The AG proposed that the ECJ hold that an agreement between two regional authorities on the basis of which they form an entity with separate legal personality, to which they transfer the powers for the performance of service tasks, which before were the responsibility of the regional authorities concerned, without providing for remuneration to be given for contractual services, does not constitute a public contract within the meaning of Article 1(2)(a) of Directive 2004/18/EC. The agreement constituted an act which is a matter of internal organisation of the member state concerned, which falls outside the scope of the EU rules on public procurement.
If the ECJ adopts AG’s proposed conclusions, it would appear that the court judgment will apply to similar arrangements entered into between public authorities and is opening the door to a “third way” for public authorities to organise the delivery of public services and extending beyond the existing possibilities first established by the Teckal and Hamburg in-house case law.

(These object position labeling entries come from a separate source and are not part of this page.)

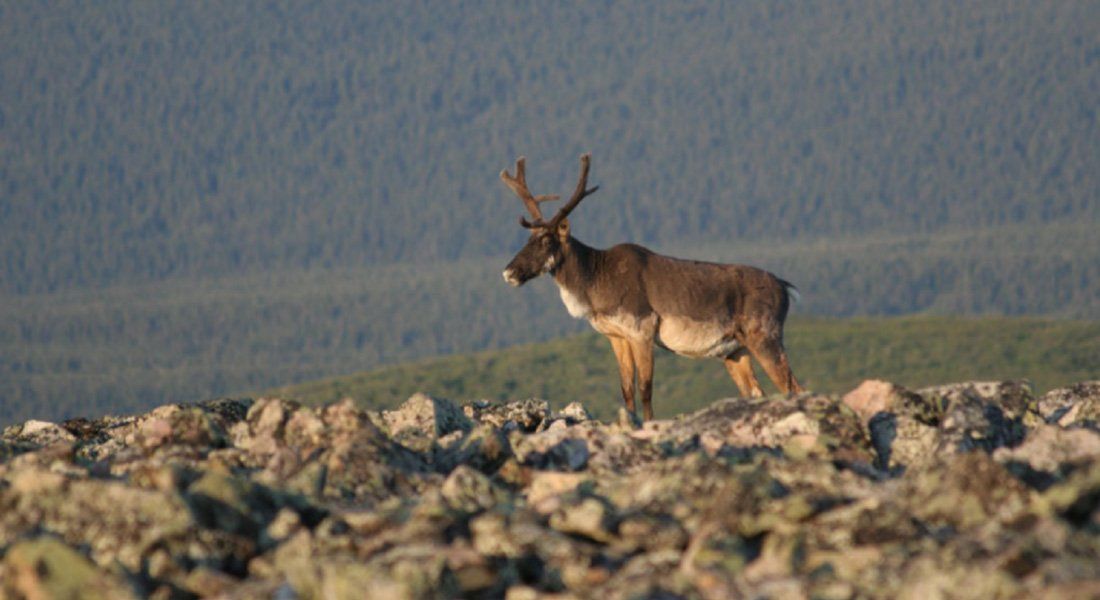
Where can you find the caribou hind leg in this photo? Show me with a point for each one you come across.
(642, 352)
(772, 357)
(625, 359)
(740, 370)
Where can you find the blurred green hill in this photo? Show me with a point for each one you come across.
(202, 198)
(828, 355)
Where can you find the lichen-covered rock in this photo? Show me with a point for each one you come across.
(46, 568)
(1074, 405)
(880, 493)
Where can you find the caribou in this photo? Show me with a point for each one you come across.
(637, 297)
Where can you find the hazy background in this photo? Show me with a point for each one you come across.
(200, 198)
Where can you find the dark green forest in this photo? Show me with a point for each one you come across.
(199, 198)
(828, 356)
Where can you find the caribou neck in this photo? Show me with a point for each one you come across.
(575, 275)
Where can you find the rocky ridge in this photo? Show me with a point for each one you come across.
(970, 490)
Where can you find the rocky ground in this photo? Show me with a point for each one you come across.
(971, 490)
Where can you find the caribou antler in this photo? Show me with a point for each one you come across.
(579, 193)
(518, 184)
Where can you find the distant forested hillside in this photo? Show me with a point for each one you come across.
(827, 355)
(144, 140)
(200, 198)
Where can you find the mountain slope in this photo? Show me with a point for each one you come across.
(144, 141)
(827, 356)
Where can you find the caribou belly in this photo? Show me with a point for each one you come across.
(696, 339)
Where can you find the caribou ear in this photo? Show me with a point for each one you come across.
(563, 229)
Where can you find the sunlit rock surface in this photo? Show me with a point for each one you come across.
(969, 490)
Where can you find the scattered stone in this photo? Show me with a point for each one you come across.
(882, 492)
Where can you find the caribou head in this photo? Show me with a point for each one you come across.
(547, 246)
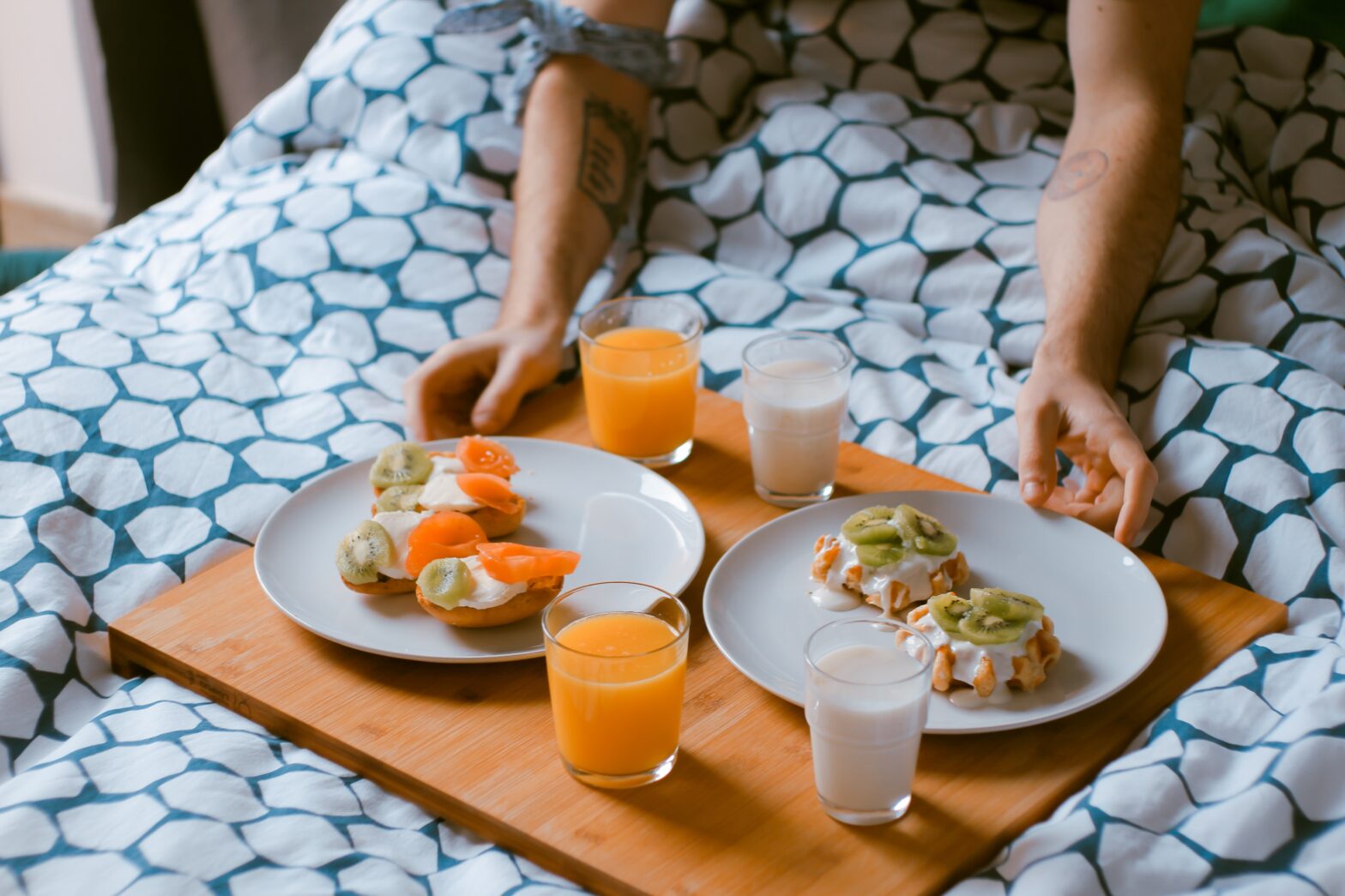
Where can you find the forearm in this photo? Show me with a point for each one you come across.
(1105, 221)
(582, 137)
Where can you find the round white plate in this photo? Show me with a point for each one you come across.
(625, 521)
(1107, 607)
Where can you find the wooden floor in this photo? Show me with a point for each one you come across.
(25, 224)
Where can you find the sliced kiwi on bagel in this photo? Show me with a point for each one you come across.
(980, 627)
(362, 552)
(947, 610)
(402, 463)
(923, 533)
(878, 555)
(1008, 604)
(871, 526)
(398, 498)
(445, 581)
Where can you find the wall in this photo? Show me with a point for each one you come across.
(257, 45)
(56, 159)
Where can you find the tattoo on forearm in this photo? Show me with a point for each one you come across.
(1077, 174)
(608, 159)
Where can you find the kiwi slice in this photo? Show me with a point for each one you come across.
(878, 555)
(980, 627)
(362, 552)
(402, 463)
(445, 581)
(925, 533)
(871, 526)
(947, 610)
(1008, 604)
(398, 498)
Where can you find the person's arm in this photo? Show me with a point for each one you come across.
(1101, 227)
(582, 136)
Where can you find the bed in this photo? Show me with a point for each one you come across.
(866, 168)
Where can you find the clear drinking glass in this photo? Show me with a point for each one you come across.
(641, 358)
(866, 699)
(793, 399)
(616, 666)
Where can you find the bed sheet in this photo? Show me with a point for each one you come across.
(868, 168)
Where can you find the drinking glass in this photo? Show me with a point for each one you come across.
(866, 699)
(616, 666)
(793, 399)
(641, 358)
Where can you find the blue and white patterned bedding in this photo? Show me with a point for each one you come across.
(868, 168)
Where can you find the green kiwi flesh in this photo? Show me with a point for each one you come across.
(871, 526)
(1008, 604)
(362, 552)
(980, 627)
(445, 581)
(402, 463)
(878, 555)
(398, 498)
(947, 610)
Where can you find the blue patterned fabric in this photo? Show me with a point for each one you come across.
(868, 168)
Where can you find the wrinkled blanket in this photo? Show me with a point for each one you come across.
(868, 168)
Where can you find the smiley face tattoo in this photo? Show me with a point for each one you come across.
(1077, 174)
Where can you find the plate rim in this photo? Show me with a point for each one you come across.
(978, 730)
(438, 444)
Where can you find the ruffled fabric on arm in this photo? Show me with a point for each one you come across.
(552, 28)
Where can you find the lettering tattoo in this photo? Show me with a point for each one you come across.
(608, 159)
(1077, 174)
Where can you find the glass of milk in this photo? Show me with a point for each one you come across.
(793, 399)
(866, 700)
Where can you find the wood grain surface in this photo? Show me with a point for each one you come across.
(739, 813)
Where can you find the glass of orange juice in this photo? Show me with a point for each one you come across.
(641, 358)
(616, 664)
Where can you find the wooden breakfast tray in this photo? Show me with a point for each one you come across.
(739, 813)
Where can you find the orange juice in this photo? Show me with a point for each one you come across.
(616, 692)
(639, 385)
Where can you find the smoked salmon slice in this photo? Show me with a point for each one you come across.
(486, 455)
(490, 491)
(444, 534)
(510, 562)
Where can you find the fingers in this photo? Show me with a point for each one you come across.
(501, 397)
(1133, 465)
(1037, 430)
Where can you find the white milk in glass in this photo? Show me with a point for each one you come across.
(866, 732)
(793, 411)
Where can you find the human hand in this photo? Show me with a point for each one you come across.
(475, 383)
(1074, 412)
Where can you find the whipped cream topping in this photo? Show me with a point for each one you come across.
(966, 657)
(398, 525)
(912, 571)
(442, 493)
(486, 592)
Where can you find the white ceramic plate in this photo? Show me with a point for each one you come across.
(1107, 607)
(625, 521)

Advocate General proposes that it is lawful to apply proportionality when excluding tenderers (Connexxion Taxi Services BV v Staat der Nederlanden, Transvision BV and others (AG’s Opinion))
Advocate General Wathelet has delivered an opinion in a case responding to the questions referred to ECJ by the Supreme Court of the Netherlands. The AG proposed that:
- Article 45(2) of Directive 2004/18/EC does not preclude a national measure under which the contracting authority must apply the principle of proportionality for the purpose of excluding a tenderer who has been guilty of grave professional misconduct, even when that option is not expressly referred to in the descriptive document for the contract.
- Articles 1 and 2 of Directive 89/665/EEC are not compatible with legislation, or the usual practice, of a member state which limits the scope of the review procedures to a review merely of the reasonableness of the decisions of contracting authorities.
Given the flexibilities, and the self-cleaning provisions that now appear in Directive 2014/24/EU (and in the Public Contracts Regulations 2015), relating to selection and exclusion of economic operators, the issues arising in this case are less likely to arise going forward. This point would also apply to the issue of the availability of remedies given the provisions of Chapters 5 and 6 of the 2015 Regulations.